Kidd, being on the inside of the club at the time, presumably had knowledge of what had and hadn't happened. But for those of us stuck on the outside, it can be difficult to tell the difference between a player who has actively decided that his manager is useless — so much so that he must be ignored to the point of mutiny — and a player who hasn't made any such decision but is still playing badly. Because the thing about bad management, in any walk of life, is that it affects those being managed whether they want it to or not.
Persuading players to buy in to their manager falls, ultimately, on the manager himself, and is arguably the most important aspect of the job, at least in the initial stages. The favoured cliche is that a player will run through a brick wall for the right manager. But a manager doesn't persuade his team to do that by turning up on the first day and asking politely, "Would you run through this brick wall, please?" Instead, s/he makes them believe that they can, that they should and that they want to; for the manager, for themselves and for the club whose badge they bear on their chests. And then: cement dust.
But if none of that works, then the players don't have to decide that they won't be going through the wall. They simply won't be able to.
Players fail to buy in to managers for all sorts of reasons — personal distaste, professional disagreements, personal and professional insecurity. We're not making any outright accusations, but it wouldn't be a surprise if Robin van Persie had been a little put out when Moyes got the job, given reports that he'd signed with the club on the understanding that Alex Ferguson wouldn't be retiring any time soon. Leeds didn't buy into Brian Clough in 1974 because he told them they were all cheating arseholes who had never won anything properly. SB Nation's Callum Hamilton has elsewhere characterised Moyes' now-notorious instructions to Rio Ferdinand — play more like Phil Jagielka — as amounting to an accidental Clough.
All that said, football history is littered with players who have made the conscious decision that the man in charge is an idiot and should be ignored at every turn. Some of these are well-noted — think back to France's run to the 2006 World Cup final, which was reportedly achieved only once everybody realised that Raymond Domenech was best left to his own devices — while others will have to remain speculative for obvious reasons. This is usually not the done thing, of course — players need to be following instructions, otherwise they're stealing a living and the whole thing falls to pieces. Players play, managers manage, and everything stays nice and neat and simple. Yet, for all that, hindsight does tend to demonstrate that these dressing coups are frequently the right thing to do.
It all depends on whether you believe the players are the ones guiding the axe, or whether they're just hastening its drop — whether they're throwing the manager overboard, or if they're just dawdling on the way to the orange floating life-saving ring thing. Recent notable (possible) scalps in the Premier League: Luis Felipe Scolari and Andre Villas-Boas at Chelsea, Moyes at United and possibly Roy Hodgson at Liverpool, depending on how conspiratorial one feels about Steven Gerrard skying a penalty three days before the doomed manager was dismissed by mutual contempt. All gone, amid rumours of player discontent, and all, to a man, largely unlamented.

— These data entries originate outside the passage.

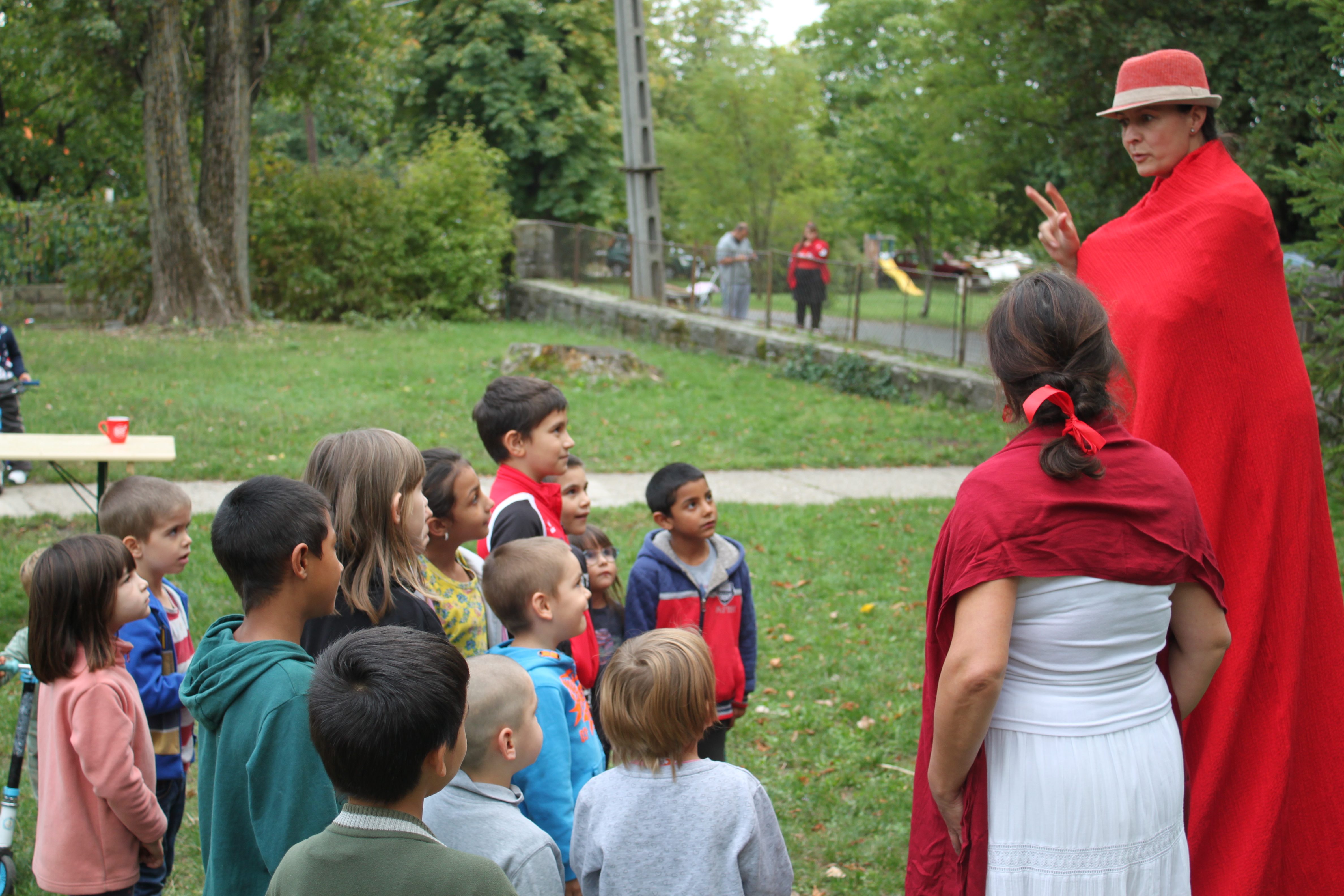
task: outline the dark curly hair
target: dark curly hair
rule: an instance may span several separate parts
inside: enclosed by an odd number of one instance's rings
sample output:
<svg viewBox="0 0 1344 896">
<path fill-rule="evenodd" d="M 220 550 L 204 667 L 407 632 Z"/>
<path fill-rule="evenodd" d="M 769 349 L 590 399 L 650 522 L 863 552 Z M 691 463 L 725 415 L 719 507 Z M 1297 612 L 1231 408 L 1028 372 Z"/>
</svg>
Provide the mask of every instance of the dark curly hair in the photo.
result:
<svg viewBox="0 0 1344 896">
<path fill-rule="evenodd" d="M 1055 270 L 1028 274 L 1004 290 L 985 324 L 989 367 L 1008 399 L 1005 418 L 1023 420 L 1023 402 L 1042 386 L 1068 392 L 1078 419 L 1093 420 L 1117 408 L 1110 380 L 1124 373 L 1124 359 L 1110 339 L 1106 309 L 1077 279 Z M 1036 411 L 1036 423 L 1063 423 L 1051 403 Z M 1056 480 L 1106 470 L 1073 438 L 1051 439 L 1040 447 L 1040 469 Z"/>
</svg>

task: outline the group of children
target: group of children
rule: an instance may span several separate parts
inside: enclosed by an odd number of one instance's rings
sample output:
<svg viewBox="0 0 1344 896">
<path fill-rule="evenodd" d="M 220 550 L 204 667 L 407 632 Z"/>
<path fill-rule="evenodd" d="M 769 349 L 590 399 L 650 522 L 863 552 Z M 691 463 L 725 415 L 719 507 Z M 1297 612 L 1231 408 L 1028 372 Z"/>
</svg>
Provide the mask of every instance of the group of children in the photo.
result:
<svg viewBox="0 0 1344 896">
<path fill-rule="evenodd" d="M 207 896 L 790 892 L 723 762 L 755 615 L 704 476 L 649 481 L 622 600 L 560 391 L 499 377 L 473 418 L 489 494 L 387 430 L 230 492 L 210 540 L 242 614 L 199 645 L 171 482 L 114 484 L 103 535 L 28 564 L 43 888 L 161 891 L 196 762 Z"/>
</svg>

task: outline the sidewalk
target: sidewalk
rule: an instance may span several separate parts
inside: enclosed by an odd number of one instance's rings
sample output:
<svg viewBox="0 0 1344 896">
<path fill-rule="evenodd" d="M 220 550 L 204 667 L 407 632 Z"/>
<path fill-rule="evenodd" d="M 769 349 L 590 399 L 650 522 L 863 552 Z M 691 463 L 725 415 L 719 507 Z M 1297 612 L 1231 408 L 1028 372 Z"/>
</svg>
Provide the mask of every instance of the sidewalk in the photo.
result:
<svg viewBox="0 0 1344 896">
<path fill-rule="evenodd" d="M 718 501 L 728 504 L 835 504 L 843 498 L 950 498 L 956 497 L 969 466 L 888 466 L 848 470 L 707 470 Z M 595 473 L 589 476 L 593 506 L 644 504 L 650 473 Z M 485 490 L 492 478 L 481 477 Z M 214 513 L 238 482 L 180 482 L 195 513 Z M 90 486 L 93 488 L 93 486 Z M 70 517 L 89 509 L 66 485 L 7 486 L 0 494 L 0 516 L 28 517 L 54 513 Z"/>
</svg>

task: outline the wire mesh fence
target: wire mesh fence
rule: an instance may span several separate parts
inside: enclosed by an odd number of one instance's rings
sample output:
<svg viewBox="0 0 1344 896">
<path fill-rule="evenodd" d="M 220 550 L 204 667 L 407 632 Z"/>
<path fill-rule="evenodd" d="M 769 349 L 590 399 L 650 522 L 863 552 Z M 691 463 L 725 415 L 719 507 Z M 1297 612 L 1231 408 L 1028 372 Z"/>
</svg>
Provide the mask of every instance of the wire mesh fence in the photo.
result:
<svg viewBox="0 0 1344 896">
<path fill-rule="evenodd" d="M 637 300 L 630 287 L 632 240 L 628 234 L 559 222 L 524 220 L 515 228 L 516 273 L 521 278 L 589 286 Z M 646 243 L 661 266 L 664 304 L 706 314 L 724 314 L 723 269 L 715 244 Z M 750 262 L 746 320 L 770 328 L 812 329 L 848 341 L 921 352 L 958 364 L 985 365 L 981 328 L 1003 283 L 984 271 L 926 270 L 891 253 L 864 261 L 828 261 L 825 301 L 816 320 L 806 285 L 790 283 L 788 250 L 758 250 Z M 806 265 L 806 262 L 804 262 Z M 804 301 L 796 301 L 802 298 Z M 648 301 L 648 297 L 644 297 Z M 655 300 L 657 301 L 657 300 Z"/>
</svg>

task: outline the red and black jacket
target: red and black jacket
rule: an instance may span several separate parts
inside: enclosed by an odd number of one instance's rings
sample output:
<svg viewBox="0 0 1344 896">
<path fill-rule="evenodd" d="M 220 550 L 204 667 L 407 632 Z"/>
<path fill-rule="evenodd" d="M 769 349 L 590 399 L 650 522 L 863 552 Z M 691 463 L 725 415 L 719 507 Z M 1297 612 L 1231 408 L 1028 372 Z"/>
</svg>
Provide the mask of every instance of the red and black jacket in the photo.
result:
<svg viewBox="0 0 1344 896">
<path fill-rule="evenodd" d="M 560 527 L 560 486 L 555 482 L 538 482 L 512 466 L 500 466 L 491 486 L 491 528 L 485 537 L 477 541 L 477 553 L 489 556 L 491 549 L 517 539 L 551 536 L 560 539 L 569 547 L 570 539 Z M 582 557 L 579 564 L 583 566 Z M 586 568 L 585 568 L 586 571 Z M 597 681 L 598 649 L 593 619 L 583 611 L 587 627 L 583 634 L 570 641 L 574 668 L 579 682 L 591 688 Z"/>
<path fill-rule="evenodd" d="M 731 719 L 732 704 L 745 704 L 755 690 L 755 606 L 746 551 L 732 539 L 711 537 L 719 562 L 704 591 L 673 553 L 671 535 L 655 529 L 644 537 L 625 584 L 625 637 L 650 629 L 699 629 L 714 658 L 719 719 Z"/>
</svg>

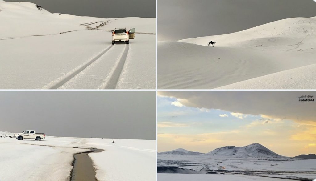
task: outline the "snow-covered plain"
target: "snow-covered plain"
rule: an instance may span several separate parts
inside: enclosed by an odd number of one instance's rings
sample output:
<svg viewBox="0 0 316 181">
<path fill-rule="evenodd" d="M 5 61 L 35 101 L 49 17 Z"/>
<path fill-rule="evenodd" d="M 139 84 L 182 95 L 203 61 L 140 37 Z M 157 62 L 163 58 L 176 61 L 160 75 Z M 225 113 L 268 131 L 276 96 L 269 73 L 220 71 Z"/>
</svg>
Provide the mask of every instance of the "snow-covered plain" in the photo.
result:
<svg viewBox="0 0 316 181">
<path fill-rule="evenodd" d="M 155 89 L 155 18 L 52 14 L 3 0 L 0 9 L 0 88 Z M 135 39 L 112 46 L 112 30 L 122 27 L 135 28 Z"/>
<path fill-rule="evenodd" d="M 224 147 L 197 155 L 163 152 L 158 153 L 158 166 L 161 167 L 158 168 L 159 180 L 179 180 L 186 177 L 175 173 L 187 173 L 187 178 L 199 180 L 313 180 L 316 178 L 316 160 L 283 156 L 258 143 Z"/>
<path fill-rule="evenodd" d="M 0 131 L 0 135 L 13 134 Z M 1 181 L 68 180 L 72 168 L 73 155 L 92 148 L 104 150 L 88 154 L 98 180 L 155 179 L 155 141 L 47 136 L 40 141 L 20 141 L 1 137 Z M 111 143 L 112 139 L 116 143 Z M 76 147 L 81 148 L 74 148 Z"/>
<path fill-rule="evenodd" d="M 315 89 L 316 17 L 158 42 L 161 89 Z M 217 43 L 214 47 L 208 44 Z"/>
</svg>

Finally, it's important to remember that players, as well as liking large piles of money and being told that they're amazing — that they're brilliant, amazingly brilliant — also like winning football matches. They like being good at football. And they're not always complete idiots about what being good at football requires. If they existed, then most of the rebellions above were motivated at a base level by the thought that this clown in charge was reducing the likelihood that the team would win.
There's an obvious problem here, which is the untestable opposite. If the players revolt — and oh, how they can revolt — then there's no way of knowing what might have happened had they not and instead struggled through the initial clashes and tried their damnedest to get through the wall. Perhaps Moyes was one great team talk away from immortality, or Villas-Boas one tiny tactical tweak away from everything falling into place.
We'll never know. Ultimately, perhaps it's best to conceive of player power in its malign, manager-killing manifestation as not just the straightforward act of dressing room rebellion it's often presumed to be. Sometimes, it doubtless is — footballers, at times, can be all manner of disappointing. Other times, though, it's more likely to be a consequence of the wrong manager thrust into the wrong company, or getting off on the wrong foot. He's not always the cause. Sometimes he's a symptom, and almost never the whole story.